In this week’s Market Pulse, Senior Research Analyst Dermott Aspell focusses on highlights and key takeaways from last week’s Goodbody Asset Allocation Committee meeting, including the decision to increase exposure to US short duration as an attractive risk return profile relative to cash.
- Equity markets were softer whilst sovereign bond yields rose slightly last week. No specific driver for these moves, however concerns on economic growth, reduction in central bank supports, higher inflation expectations and state intervention in China were factors. Fixed income weakness likely to have been driven by significant pick up in supply in both sovereign and corporate bond markets as primary market reopened after the summer.
- The Goodbody asset allocation team met last week and decided to increase exposure to US short duration as an attractive risk return profile relative to cash. The committee also expect lower growth levels but remain positive. Global growth forecasts look to have peaked at a high level and momentum has slowed in response to delta variant and supply side shortages.

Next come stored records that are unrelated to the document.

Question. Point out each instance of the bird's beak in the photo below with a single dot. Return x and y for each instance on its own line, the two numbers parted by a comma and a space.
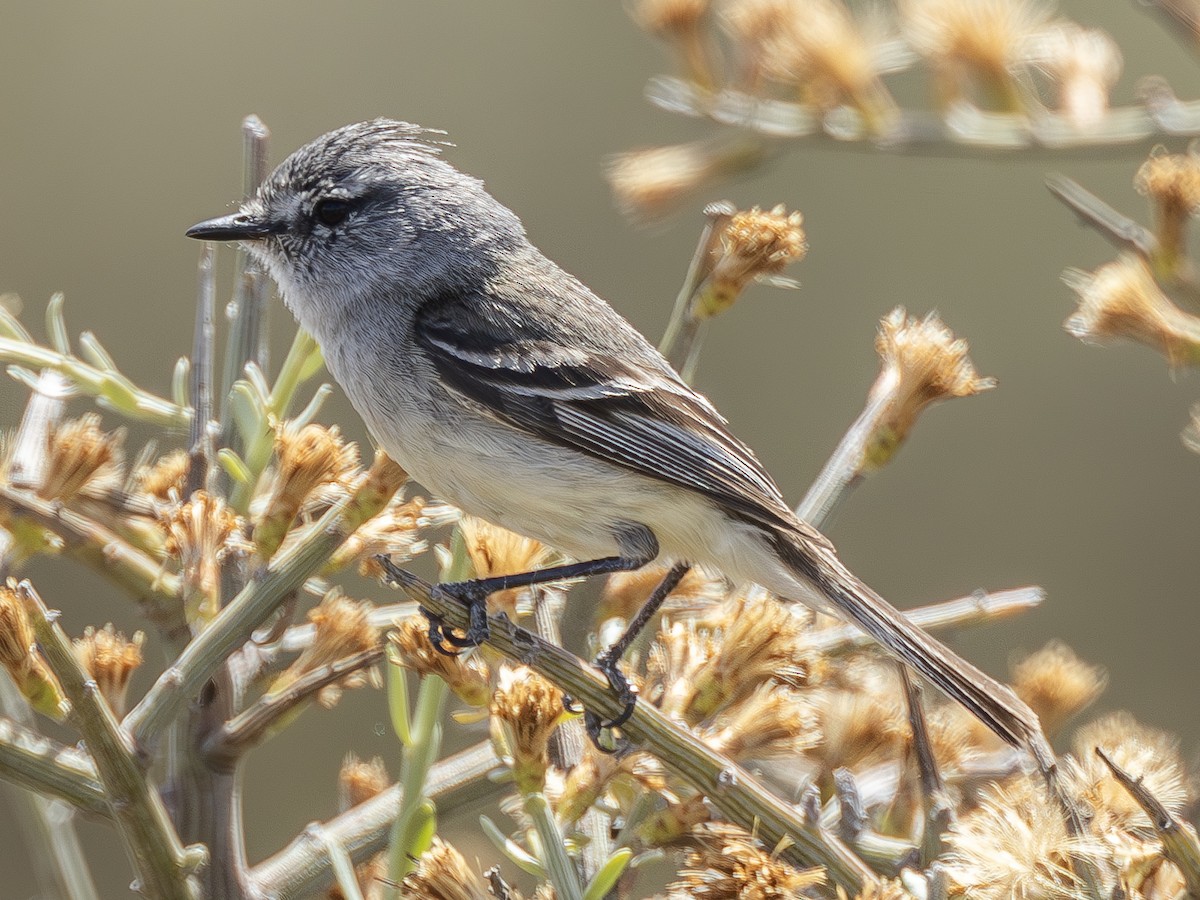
238, 227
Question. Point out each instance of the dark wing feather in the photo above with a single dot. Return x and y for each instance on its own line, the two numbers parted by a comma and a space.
588, 399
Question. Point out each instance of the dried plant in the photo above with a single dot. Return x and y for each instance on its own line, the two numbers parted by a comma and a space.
771, 754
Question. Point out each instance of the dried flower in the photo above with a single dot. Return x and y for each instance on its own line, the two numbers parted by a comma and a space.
310, 457
166, 478
202, 535
1057, 684
496, 551
466, 675
831, 58
526, 709
393, 533
1146, 754
773, 721
730, 863
922, 364
1173, 184
1014, 844
649, 183
21, 658
1121, 299
109, 658
442, 874
342, 629
82, 460
976, 43
684, 24
1085, 64
359, 780
697, 667
754, 245
757, 27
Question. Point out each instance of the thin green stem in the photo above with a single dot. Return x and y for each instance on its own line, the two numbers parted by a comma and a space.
162, 864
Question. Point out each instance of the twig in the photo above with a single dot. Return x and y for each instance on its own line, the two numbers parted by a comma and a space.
1180, 843
163, 865
939, 808
304, 867
251, 727
729, 787
979, 606
246, 310
33, 761
1117, 228
683, 329
237, 622
107, 553
201, 429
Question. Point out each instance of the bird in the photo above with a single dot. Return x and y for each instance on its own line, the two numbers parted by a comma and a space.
511, 390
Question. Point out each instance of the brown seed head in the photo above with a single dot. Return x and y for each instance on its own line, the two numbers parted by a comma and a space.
111, 659
442, 874
981, 40
730, 863
922, 364
624, 593
649, 183
771, 723
829, 55
1085, 64
202, 535
1121, 299
342, 629
82, 460
1014, 844
1171, 181
697, 667
526, 708
396, 533
496, 551
359, 780
466, 676
1057, 684
166, 477
754, 245
1144, 753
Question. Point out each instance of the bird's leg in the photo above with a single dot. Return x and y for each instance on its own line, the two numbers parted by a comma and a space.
607, 661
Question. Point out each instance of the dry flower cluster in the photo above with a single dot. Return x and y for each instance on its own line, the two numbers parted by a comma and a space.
1006, 75
772, 753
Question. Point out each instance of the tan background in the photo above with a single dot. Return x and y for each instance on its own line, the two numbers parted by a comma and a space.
120, 130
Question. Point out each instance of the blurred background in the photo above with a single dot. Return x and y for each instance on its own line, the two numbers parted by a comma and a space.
121, 129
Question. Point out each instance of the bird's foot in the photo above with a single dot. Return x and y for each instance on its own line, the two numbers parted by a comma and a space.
624, 691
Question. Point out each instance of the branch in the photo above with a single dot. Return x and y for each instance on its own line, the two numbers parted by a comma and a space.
237, 622
304, 867
730, 789
251, 727
35, 762
161, 862
1180, 843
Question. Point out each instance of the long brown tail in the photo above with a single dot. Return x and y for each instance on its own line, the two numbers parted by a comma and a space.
995, 705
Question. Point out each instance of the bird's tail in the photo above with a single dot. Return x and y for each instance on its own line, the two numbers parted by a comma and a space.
995, 705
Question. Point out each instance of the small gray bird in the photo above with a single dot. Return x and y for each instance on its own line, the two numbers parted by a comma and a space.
510, 390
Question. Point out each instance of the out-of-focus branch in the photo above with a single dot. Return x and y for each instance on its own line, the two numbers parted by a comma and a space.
163, 865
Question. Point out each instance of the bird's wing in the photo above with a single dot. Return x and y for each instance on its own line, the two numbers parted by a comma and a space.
639, 417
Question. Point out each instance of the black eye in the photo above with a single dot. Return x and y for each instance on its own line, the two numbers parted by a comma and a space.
331, 211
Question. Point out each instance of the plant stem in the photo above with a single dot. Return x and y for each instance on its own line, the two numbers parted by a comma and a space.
160, 859
731, 790
237, 622
303, 868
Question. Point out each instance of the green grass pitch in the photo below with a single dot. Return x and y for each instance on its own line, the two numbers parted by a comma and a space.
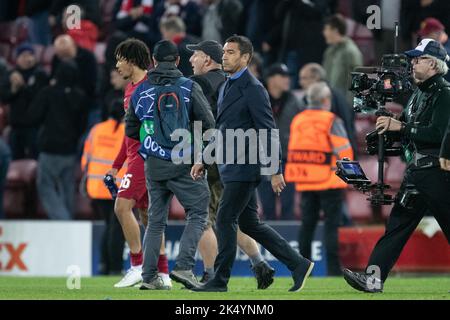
240, 288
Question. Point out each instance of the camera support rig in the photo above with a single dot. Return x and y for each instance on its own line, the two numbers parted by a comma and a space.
371, 94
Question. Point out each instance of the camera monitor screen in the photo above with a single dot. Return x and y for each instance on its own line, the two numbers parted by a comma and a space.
352, 172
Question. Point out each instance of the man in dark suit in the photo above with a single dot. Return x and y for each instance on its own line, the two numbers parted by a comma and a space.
244, 106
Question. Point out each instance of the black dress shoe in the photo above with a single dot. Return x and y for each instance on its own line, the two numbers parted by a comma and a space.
300, 274
362, 281
209, 288
264, 274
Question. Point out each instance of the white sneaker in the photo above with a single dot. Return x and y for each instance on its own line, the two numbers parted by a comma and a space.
132, 277
166, 280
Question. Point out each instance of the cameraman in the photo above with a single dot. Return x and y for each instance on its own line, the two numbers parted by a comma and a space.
445, 150
422, 126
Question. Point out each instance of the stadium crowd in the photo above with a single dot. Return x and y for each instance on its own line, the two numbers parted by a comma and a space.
297, 45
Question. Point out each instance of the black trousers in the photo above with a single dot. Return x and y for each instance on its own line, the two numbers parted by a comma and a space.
113, 241
434, 197
238, 206
331, 201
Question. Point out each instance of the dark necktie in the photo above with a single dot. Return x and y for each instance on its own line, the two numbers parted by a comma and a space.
228, 84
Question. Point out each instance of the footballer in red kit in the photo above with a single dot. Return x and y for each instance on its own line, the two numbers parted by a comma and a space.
133, 61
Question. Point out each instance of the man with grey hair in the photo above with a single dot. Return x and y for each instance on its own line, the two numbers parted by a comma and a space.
317, 140
312, 73
425, 187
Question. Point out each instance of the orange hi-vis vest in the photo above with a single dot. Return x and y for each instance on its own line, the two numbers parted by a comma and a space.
100, 149
317, 139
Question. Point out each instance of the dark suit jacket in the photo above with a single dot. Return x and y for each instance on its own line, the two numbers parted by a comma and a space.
246, 105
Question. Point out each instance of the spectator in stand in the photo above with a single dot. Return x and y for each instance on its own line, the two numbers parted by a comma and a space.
296, 35
189, 11
59, 109
19, 89
341, 56
413, 12
384, 37
312, 73
285, 106
256, 66
5, 159
67, 50
174, 29
86, 35
221, 19
137, 18
100, 149
109, 65
39, 31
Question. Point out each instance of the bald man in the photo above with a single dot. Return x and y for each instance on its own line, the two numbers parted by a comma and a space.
66, 49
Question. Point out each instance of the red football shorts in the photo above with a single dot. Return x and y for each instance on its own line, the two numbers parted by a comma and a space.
133, 184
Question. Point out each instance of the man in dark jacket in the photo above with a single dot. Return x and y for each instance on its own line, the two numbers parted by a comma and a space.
243, 106
444, 157
66, 49
207, 65
425, 187
285, 106
164, 177
19, 89
59, 110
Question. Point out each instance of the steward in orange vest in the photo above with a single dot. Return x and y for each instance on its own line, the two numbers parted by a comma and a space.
100, 150
318, 138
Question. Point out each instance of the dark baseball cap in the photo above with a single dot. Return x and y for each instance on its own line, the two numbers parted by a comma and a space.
165, 51
430, 25
24, 47
430, 47
277, 68
209, 47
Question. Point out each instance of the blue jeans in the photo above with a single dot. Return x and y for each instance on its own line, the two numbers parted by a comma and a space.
56, 184
5, 159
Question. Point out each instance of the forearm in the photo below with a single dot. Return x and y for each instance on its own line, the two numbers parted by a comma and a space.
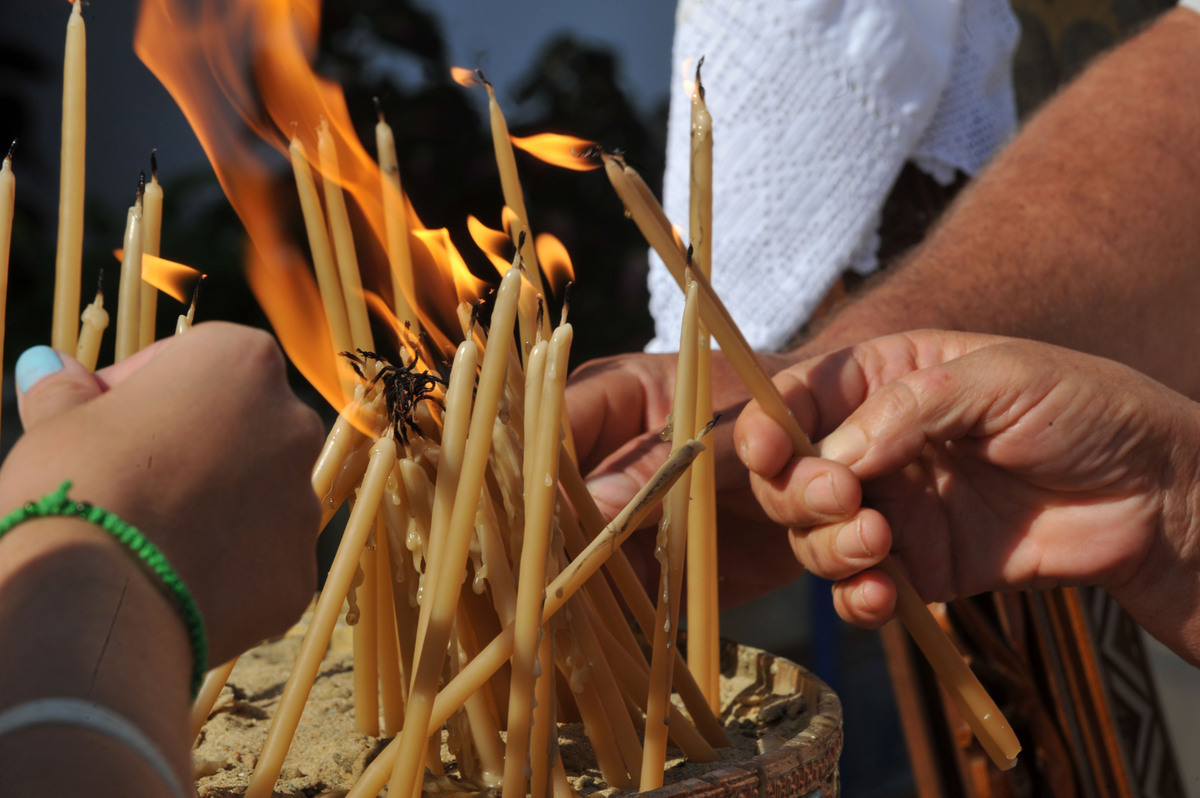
79, 619
1083, 232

Momentum and forward looking indicators have slowed recently.
- The team expects inflation pick up to be transitory. Spike in inflation due to year on year effects and supply side constraints. Labour demand continuing to outstrip supply, which should ease as economies reopen and financial supports are reduced. Inflation expectations have risen in US and in particular Europe. We expect inflation to be transitory, however, expected to settle at higher levels than seen in the past five years.